At least People for the Ethical Treatment of Animals (PETA) makes things fun for its critics. The pro-vegetarian group yet again proved its incompetence this week by attempting to claim credit for a business decision it had nothing to do with, this one concerning a Minor League baseball team and what’s being served at its concession stands during games.
This blunder started two years ago, when PETA sent a representative to work under cover at Linda Bean’s Perfect Maine Lobster processing facility in Rockland, Maine. Posing as a new employee going through training, this person recorded on video live lobsters being processed for their meat in a way that is “shocking” to PETA and its supporters but is generally the way it’s done in shellfish processing facilities. The group’s frivolous and misplaced outrage on the matter centers on the notion that crustaceans like lobsters can feel pain inflicted by what it calls “crude and cruel” methods.
This week, the Portland Sea Dogs, affiliate of the Boston Red Sox Major League Baseball team, made some changes to its concessions in advance of the upcoming 2015 baseball season, which starts in April. Among the changes at Hadlock Field is the space previously occupied by Linda Bean’s Perfect Maine Lobster will be filled by another vendor (one that will also sell lobster).

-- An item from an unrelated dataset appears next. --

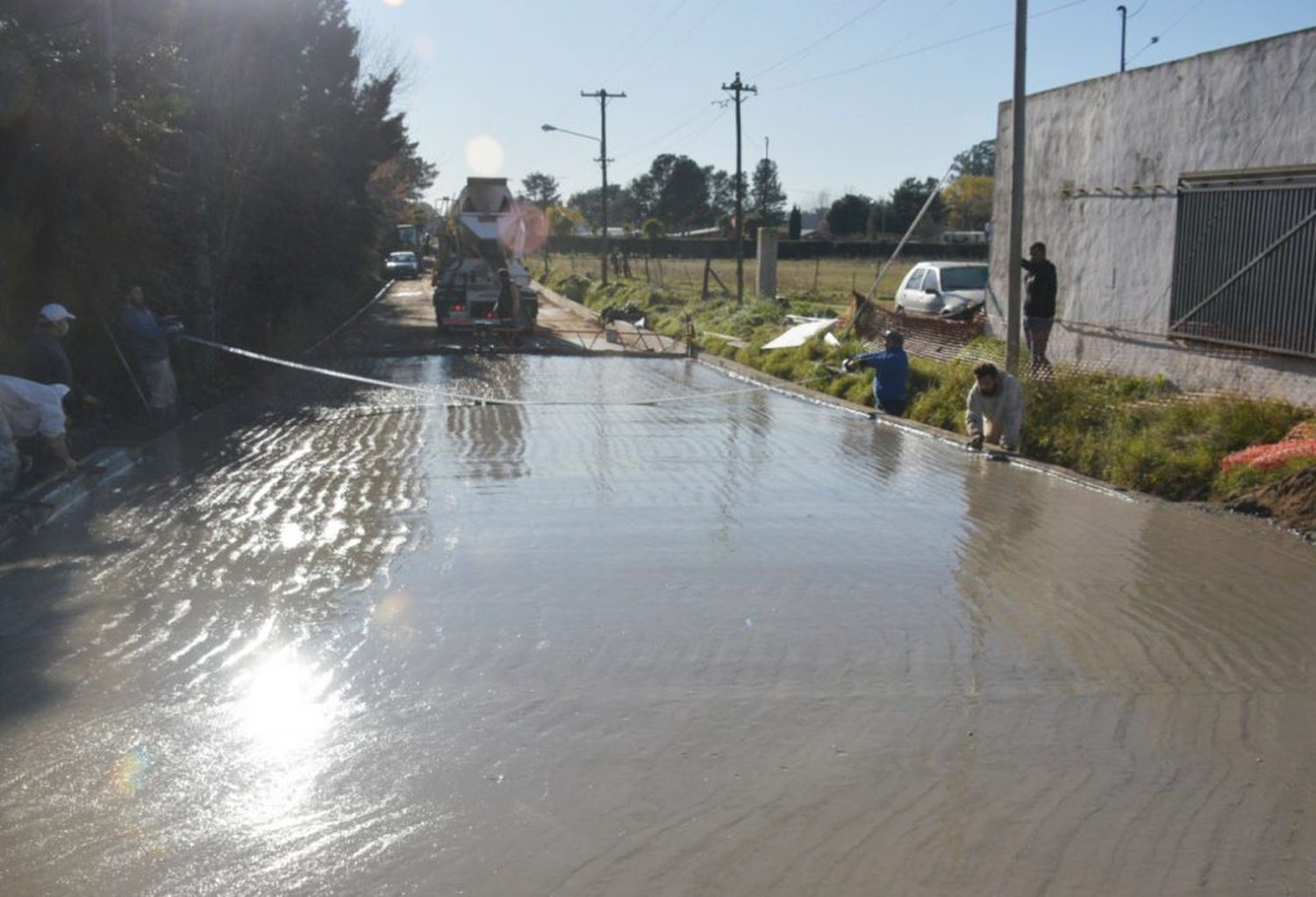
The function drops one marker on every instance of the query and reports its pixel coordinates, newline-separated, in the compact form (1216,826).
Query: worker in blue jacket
(891,381)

PETA quickly claimed that the decision was made because the team doesn’t stand for animal abuse, but according to the team’s assistant general manager and director of media relations, it actually had nothing to do with PETA or its stealthy 2013 sting op.
“Yesterday, without our knowledge or input, PETA issued a press release about the Sea Dogs ending our relationship with Linda Bean's Lobster,” Chris Cameron told SeafoodSource earlier this week. “While it is true that we will no longer be working with Linda Bean’s, we reached this decision based on business reasons, not in response to pressure from PETA. We are also in the process of finalizing a new provider of Maine lobster for this season. While we would normally not comment on a business decision of this sort, we wanted to set the record straight in light of PETA’s misleading press release.”

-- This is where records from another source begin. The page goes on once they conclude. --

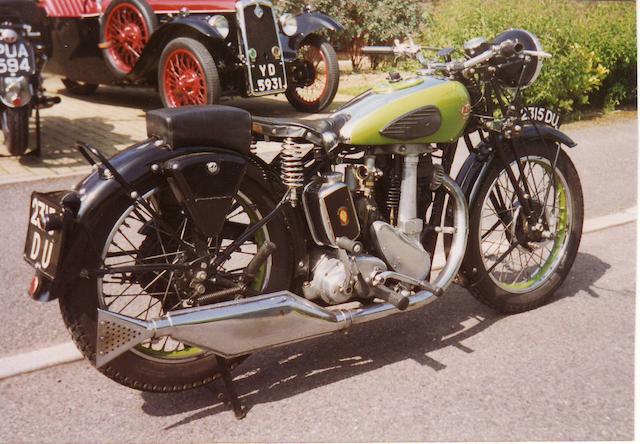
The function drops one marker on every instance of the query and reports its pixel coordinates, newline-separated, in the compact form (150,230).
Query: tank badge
(343,216)
(466,110)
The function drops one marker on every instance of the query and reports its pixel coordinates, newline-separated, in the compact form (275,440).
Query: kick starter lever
(399,301)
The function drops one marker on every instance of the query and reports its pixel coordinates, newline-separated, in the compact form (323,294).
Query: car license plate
(268,77)
(541,115)
(42,248)
(16,59)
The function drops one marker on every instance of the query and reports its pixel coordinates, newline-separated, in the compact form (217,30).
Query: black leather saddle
(283,127)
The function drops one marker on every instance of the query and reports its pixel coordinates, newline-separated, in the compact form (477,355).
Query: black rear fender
(309,25)
(476,164)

Stephen Hayes, legal counsel for Linda Bean’s Perfect Maine Lobster, concurred that it was a business matter between the company and the team, adding that PETA’s previous charges were “thoroughly refuted” by state officials.
“Then, as now, the practices that we use in our plants are consistent with Maine and federal law and common industry practices. No one other than PETA has characterized them as ‘cruel.’ As PETA has repeatedly acknowledged, its complaint is not with Linda Bean's Perfect Maine Lobster so much as it is with standard practices used by the entire Maine lobster industry,” said Hayes.
Bob Bayer, executive director of the Lobster Institute at the University of Maine, asked not to be quoted about the group, but was plain in assessing the lobster-pain debate, if it can be called one. He said lobsters may sense heat and pressure, but not pain. Lobsters and other invertebrates have approximately 100,000 neurons while humans have more than 100 billion, he explained.
“There is a debate whether they have a brain or not. I think not,” said Bayer, as I secretly wondered if we were still talking about lobsters.